2012年11月9日金曜日
マイノリティの支持、マジハンパねぇ
大統領選はなんだかんだで現職オバマ大統領の完勝という結果でした。選挙人は303以上。接戦州として挙げられていた11州のうち、ノースカロライナを除く9州で勝利を収めた(フロリダはまだ結果が出ていない)。「投票人が同数になったらどうしよう」なんて心配して損しました。バカみたい。
失業率を回復させられない「弱い現職」と、金持ちイメージのいけすかない「弱い対立候補」の対決で、なんでオバマが完勝できたかについてはいろいろと解説もありますが、なんだかんだで「オバマは選挙が上手かった」というものをよく見かける。ウォールストリートジャーナルのこの記事(原文の見出しは、Big Bet Six Months Ago Paved Way for President)なんか読むと、よくもまぁやるもんだと思います。ちなみにこのWSJ日本語版の記事は日本の新聞に載せるとすると、12字×525行あります。なげぇ。

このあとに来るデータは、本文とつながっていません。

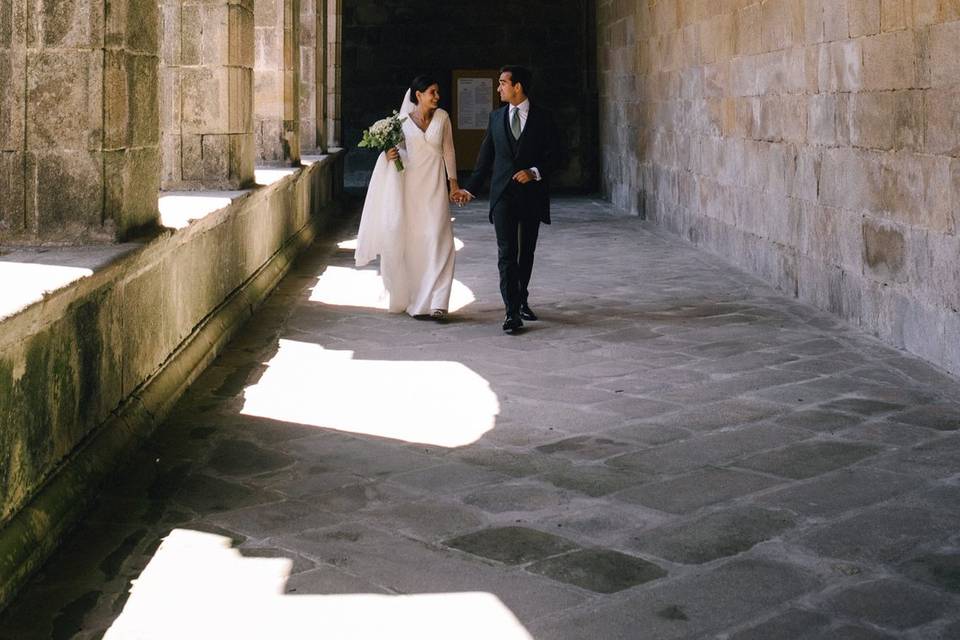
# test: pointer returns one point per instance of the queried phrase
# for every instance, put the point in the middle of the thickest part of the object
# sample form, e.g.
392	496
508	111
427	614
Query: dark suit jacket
501	157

あと選挙戦の結果について「アメリカは分断されているんだ」と分析する話もよく見ます。でも、アメリカの何がどう分断されているのかよく分らないので、米メディアによる共同出口調査の結果をみてみた。CNNのこのページがすごく分りやすい。
まず、Vote by Raceのところで驚くのは、白人だけでみると59%がロムニー支持であること。ロムニー完勝じゃんって感じです。でも、黒人の93%、ヒスパニックの71%、アジア系の73%がオバマ支持。Vote by Gender and Raceのところでは、黒人女性の96%がオバマ支持。黒人のおばちゃんは熱狂的です。でも、「アメリカって白人の方が多いんだから、ロムニーが勝つんじゃないの?」って思っちゃうわけですけど、投票者の28%が非白人っていうことなんで、そこで圧倒的な支持を得ることができるオバマは最初から優位なわけです。
なるほど、このグラフをみると、「アメリカはここで分断されてます!」って線を引けるぐらいだな。このオバマに勝とうとするなら、共和党も黒人を候補者にすれば良かったのにね。
次に、Vote by Incomeのところをみても、「あぁ、ここで分断されているのかな」という気がする。世帯収入が5万ドル未満の人たちは60%がオバマ支持。逆に世帯収入5万ドル以上の人になるとオバマ支持は45%で、ロムニー支持が53%になる。投票者の割合では、5万ドル以上の方が多数派なわけですが、5万ドル未満の人たちのオバマ支持の水準が強いために、全体ではオバマが盛り返すという結果になる。
Most Important Issue Facing Countryなんかもそうで、アメリカが抱える最大の問題は経済だと考える人が59%で最多。この人たちの間ではロムニー支持の方が多い。財政赤字が問題だと考える人たちのなかでもロムニーの支持はかなり強い。ただ、ヘルスケアが問題だという人が投票者全体の18%いて、この人たちの75%がオバマを支持している。ここでもやはり、2割程度の人たちの熱狂的な支持がオバマを後押ししているわけです。
負けたロムニー陣営は悔しいでしょうね。多数派の支持はロムニーにあるわけですから。下院選挙では共和党が多数を占める背景にはこうした事情があるのでしょう。下院の候補者全員がオバマというわけじゃないです。また、マイノリティの圧倒的支持というゲタをはかせてもらっても、全体ではオバマの得票率が50%にすぎなかったということは、やはりオバマは「弱い現職」だったことの現れだと思います。
そういえば選挙前、職場の先輩に「やっぱロムニーは金持ちだから嫌われるんですかね」と尋ねてみたとき、「そんなことないよ。アメリカ人は金持ち好きなんだよ」っていう返事だったな。ロムニーが嫌われたわけじゃないけど、オバマ支持の熱狂がかろうじて上回ったって感じですね。
まぁ、アメリカが分断されているというイメージは分った気がする。じゃぁ次は「どうして分断されているのか」っていうことになるんですが、これは「有色人種は白人にはなれない」ってことに尽きるんですかね。オバマは黒人と白人のハーフですから、なんとか橋渡しをしたいという理想をもっているんでしょうけど、実態は有色人種からの圧倒的な支持での勝利であって、白人からの強い支持は受けられていない。
あと、「低所得者はどんなに頑張っても高所得者にはなれない」っていうのもあるかもしれない。このあたりの事情は「家族政策(Child and Family Policy)」の授業でやったな。確か、低所得者が高所得者になったり、低所得者の子供が高所得者になる割合が少なくなっているとかいう話だったような気がする。うろ覚えですけど。もしかしたら逆だったかもしれない。また調べておきます。